Encore une fois, vous vous êtes surpassés et nous avons été gâtés par le choix et la diversité de vos coups de cœur : romans, peinture, poésie.... Tellement, que nous n'avons pu nous déterminer pour faire notre sélection ! Peu importe, l'émotion et l'envie étaient au rendez-vous.

       PROCHAIN CAFE LIVRES LE MERCREDI 12 JUIN 2019 DES 9H

Maguie : Maximes et pensées    par Denis Diderot


Maguie nous a lu une des nombreuses maximes de Diderot. Ce recueil l'accompagne tout au long de sa vie et l'aide à avancer au quotidien.
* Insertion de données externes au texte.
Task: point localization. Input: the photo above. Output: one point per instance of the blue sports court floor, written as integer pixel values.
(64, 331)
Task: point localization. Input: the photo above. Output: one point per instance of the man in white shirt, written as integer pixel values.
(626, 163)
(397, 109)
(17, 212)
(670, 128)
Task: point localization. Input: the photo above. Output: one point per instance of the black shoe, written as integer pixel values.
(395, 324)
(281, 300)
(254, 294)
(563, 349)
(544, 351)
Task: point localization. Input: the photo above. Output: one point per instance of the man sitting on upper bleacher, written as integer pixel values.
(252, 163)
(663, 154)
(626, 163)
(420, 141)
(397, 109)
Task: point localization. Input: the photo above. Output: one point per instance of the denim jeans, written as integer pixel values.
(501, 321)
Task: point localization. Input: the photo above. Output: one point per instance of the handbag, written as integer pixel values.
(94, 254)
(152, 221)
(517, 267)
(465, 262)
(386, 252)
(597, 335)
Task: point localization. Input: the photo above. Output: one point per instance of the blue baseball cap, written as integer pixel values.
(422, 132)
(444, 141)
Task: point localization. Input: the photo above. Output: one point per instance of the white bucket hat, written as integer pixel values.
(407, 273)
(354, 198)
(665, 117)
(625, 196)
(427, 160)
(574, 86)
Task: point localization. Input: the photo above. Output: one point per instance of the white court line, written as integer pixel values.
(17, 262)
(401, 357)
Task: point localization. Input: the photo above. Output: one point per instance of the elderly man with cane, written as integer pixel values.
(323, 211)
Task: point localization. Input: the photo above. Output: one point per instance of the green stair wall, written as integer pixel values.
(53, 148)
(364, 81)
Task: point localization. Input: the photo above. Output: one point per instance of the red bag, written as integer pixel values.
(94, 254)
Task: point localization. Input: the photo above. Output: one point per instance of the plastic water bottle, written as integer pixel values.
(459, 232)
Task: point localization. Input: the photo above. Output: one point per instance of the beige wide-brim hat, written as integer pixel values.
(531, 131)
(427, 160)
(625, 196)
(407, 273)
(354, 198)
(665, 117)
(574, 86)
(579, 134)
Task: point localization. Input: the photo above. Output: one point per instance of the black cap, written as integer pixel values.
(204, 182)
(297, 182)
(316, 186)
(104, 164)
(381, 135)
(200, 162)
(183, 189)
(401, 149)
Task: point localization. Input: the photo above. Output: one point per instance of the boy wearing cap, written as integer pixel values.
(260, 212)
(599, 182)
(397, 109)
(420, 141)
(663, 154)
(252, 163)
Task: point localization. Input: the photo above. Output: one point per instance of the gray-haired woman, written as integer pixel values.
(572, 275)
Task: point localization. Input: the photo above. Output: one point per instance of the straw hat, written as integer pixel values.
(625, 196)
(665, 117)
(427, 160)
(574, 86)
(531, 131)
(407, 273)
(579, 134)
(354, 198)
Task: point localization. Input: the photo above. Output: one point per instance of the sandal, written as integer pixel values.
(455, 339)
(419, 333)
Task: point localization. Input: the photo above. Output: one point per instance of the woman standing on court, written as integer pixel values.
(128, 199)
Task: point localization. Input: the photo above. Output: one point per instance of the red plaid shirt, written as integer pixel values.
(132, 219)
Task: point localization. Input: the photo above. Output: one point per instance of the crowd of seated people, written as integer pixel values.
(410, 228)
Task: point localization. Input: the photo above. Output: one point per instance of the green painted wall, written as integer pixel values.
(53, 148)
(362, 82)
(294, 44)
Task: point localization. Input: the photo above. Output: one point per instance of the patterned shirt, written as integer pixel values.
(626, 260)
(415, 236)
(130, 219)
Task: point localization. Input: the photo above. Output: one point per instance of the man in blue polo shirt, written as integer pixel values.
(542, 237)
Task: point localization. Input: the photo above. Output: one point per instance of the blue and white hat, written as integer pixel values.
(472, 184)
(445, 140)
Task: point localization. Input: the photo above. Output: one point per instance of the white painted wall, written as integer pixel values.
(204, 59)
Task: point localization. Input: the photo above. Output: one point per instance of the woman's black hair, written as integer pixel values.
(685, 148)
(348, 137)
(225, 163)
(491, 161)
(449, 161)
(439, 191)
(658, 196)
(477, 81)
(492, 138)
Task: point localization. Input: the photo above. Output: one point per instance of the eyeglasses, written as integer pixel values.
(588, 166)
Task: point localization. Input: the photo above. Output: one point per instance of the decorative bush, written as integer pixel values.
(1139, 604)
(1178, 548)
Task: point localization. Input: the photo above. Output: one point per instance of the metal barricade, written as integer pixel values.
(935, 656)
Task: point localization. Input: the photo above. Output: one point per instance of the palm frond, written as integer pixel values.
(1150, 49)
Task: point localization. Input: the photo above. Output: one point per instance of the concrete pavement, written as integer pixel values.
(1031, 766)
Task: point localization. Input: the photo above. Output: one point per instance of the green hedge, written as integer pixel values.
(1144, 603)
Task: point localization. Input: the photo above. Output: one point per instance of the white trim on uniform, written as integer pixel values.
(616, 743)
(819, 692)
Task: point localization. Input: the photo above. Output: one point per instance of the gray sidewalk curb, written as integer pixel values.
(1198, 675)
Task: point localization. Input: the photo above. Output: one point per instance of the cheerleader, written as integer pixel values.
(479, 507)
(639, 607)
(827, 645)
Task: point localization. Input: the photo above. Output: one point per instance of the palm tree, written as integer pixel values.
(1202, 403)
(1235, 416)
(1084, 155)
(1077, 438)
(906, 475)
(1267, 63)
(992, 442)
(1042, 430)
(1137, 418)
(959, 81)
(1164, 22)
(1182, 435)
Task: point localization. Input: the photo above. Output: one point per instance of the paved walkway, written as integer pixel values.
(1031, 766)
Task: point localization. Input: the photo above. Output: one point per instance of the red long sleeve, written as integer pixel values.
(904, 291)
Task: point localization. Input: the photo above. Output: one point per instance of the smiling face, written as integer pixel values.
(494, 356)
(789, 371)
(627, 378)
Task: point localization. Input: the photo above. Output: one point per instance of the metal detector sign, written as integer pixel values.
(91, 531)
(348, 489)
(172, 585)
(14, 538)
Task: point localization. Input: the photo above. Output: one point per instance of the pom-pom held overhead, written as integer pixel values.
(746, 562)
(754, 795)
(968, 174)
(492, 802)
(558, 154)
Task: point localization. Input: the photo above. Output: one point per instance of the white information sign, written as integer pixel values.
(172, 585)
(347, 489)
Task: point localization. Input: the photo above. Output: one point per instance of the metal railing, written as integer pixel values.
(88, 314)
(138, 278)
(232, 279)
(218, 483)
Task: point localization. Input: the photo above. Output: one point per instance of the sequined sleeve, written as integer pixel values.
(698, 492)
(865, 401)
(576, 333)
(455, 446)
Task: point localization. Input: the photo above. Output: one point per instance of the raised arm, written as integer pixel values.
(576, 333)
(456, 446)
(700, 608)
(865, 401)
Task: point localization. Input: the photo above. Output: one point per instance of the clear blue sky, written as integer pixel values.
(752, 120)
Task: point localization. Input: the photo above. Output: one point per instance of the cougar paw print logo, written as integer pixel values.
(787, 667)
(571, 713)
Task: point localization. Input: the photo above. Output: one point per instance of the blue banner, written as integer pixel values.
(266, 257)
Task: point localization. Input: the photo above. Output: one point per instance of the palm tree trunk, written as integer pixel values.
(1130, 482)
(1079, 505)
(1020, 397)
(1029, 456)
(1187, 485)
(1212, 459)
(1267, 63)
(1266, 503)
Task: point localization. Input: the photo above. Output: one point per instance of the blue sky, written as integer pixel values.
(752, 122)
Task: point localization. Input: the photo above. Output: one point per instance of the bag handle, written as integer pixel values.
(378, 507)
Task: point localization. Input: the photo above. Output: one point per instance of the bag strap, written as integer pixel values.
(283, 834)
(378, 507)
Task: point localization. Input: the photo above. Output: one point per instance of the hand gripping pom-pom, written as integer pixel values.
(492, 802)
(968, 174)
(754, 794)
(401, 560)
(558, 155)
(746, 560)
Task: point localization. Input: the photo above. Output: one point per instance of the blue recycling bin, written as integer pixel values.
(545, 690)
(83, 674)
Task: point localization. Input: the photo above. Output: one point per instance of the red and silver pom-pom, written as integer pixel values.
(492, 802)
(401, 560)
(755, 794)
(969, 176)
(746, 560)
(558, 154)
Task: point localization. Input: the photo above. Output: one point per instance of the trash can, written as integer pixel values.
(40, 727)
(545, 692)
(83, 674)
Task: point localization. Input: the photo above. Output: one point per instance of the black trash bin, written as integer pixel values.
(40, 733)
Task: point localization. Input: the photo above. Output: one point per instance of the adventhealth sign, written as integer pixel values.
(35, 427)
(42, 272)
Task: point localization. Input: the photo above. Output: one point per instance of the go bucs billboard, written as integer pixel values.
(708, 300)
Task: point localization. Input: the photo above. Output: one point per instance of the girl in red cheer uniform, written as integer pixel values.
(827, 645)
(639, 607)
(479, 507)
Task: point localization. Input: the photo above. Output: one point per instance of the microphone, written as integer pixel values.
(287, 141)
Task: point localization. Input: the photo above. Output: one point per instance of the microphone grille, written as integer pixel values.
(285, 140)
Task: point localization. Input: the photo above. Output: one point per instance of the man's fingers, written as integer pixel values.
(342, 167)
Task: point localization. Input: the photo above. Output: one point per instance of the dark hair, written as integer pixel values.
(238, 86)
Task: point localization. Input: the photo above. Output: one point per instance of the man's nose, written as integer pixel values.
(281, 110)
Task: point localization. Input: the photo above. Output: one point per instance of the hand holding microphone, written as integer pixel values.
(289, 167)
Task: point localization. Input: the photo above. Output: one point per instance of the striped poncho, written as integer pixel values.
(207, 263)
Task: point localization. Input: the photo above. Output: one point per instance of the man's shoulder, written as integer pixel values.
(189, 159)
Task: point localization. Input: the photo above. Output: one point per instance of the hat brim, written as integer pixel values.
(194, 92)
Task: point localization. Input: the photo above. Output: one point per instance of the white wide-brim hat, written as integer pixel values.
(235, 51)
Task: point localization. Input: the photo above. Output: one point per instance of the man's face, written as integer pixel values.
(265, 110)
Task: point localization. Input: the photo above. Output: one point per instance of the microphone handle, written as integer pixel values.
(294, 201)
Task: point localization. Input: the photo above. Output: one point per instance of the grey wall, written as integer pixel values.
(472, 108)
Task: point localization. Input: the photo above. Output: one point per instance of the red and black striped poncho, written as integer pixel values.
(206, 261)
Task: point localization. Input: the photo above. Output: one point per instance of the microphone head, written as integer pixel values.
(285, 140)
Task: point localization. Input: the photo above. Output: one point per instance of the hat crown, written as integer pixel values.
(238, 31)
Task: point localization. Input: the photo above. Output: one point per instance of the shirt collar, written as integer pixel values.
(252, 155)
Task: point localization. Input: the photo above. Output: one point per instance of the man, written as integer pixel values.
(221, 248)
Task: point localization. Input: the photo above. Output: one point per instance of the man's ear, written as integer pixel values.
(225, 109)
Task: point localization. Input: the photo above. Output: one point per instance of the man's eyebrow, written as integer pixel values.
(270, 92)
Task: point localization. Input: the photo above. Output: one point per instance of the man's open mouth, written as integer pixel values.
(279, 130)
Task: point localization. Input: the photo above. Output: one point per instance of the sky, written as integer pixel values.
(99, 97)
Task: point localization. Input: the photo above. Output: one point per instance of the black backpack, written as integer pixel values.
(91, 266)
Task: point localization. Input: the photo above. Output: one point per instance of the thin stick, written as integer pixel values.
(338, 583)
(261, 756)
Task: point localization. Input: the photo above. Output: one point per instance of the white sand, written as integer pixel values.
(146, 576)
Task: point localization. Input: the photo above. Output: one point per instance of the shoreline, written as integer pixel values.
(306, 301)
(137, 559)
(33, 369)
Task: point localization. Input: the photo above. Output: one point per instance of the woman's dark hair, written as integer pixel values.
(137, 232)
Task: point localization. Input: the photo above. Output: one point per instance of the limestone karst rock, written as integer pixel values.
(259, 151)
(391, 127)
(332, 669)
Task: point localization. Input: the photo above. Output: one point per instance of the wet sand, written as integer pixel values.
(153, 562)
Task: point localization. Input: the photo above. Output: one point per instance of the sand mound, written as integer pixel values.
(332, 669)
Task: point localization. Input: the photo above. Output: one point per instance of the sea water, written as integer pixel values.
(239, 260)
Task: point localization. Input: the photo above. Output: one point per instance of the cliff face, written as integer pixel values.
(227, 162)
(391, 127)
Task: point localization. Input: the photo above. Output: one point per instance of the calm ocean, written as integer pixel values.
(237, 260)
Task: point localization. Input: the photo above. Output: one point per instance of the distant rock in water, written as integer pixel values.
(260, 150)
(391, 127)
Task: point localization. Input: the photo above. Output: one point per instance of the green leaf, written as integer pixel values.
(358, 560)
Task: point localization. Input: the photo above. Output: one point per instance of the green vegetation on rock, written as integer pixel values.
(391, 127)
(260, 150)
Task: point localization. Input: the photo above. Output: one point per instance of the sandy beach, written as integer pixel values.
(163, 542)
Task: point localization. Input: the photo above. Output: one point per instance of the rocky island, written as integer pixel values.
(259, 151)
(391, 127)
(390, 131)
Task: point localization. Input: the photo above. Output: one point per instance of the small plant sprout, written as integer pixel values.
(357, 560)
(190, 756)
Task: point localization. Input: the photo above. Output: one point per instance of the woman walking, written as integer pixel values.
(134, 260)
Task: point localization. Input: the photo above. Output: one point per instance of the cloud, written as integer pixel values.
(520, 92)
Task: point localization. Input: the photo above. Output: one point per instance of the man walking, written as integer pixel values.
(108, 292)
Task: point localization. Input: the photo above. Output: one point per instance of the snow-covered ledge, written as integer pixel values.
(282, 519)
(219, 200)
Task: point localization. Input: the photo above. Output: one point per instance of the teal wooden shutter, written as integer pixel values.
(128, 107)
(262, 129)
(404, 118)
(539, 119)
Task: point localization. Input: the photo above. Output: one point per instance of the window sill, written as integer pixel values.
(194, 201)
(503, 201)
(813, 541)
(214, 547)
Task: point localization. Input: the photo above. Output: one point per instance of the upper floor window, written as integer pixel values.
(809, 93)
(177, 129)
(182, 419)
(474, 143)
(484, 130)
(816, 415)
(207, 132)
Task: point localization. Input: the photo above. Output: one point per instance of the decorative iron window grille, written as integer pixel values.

« Les injustices de devoir et de décence, lorsqu'on est riche, ne doivent-elles pas, dix fois par jour, faire venir les larmes aux yeux de quiconque a le moindre principe de bienfaisance et d'humanité ? »

 


Christiane : Ecoute le chant du vent suivi de Flipper 1975     par Haruki Murakami

 

Un étudiant de retour dans sa ville natale use tous les soirs les sièges du bar local. Là, autour d'une assiette de frites, lui et son meilleur ami « le Rat » lisent, écoutent de la musique, philosophent, regardent le temps passer, profitent de ces soirées douces et chaudes... Jusqu'au jour où surgit une femme mystérieuse, farouche, attirante, qui n'a que quatre doigts...

Flipper, 1973
Le narrateur d'Écoute le chant du vent est désormais traducteur en freelance. Ressassant les souvenirs d'une ex-petite amie qui s'est suicidée, des manifestations étudiantes auxquelles il a assisté, il est perdu dans le passé. La nostalgie l'envahit et avec elle, le souvenir obsédant d'un vieux flipper qu'il adorait...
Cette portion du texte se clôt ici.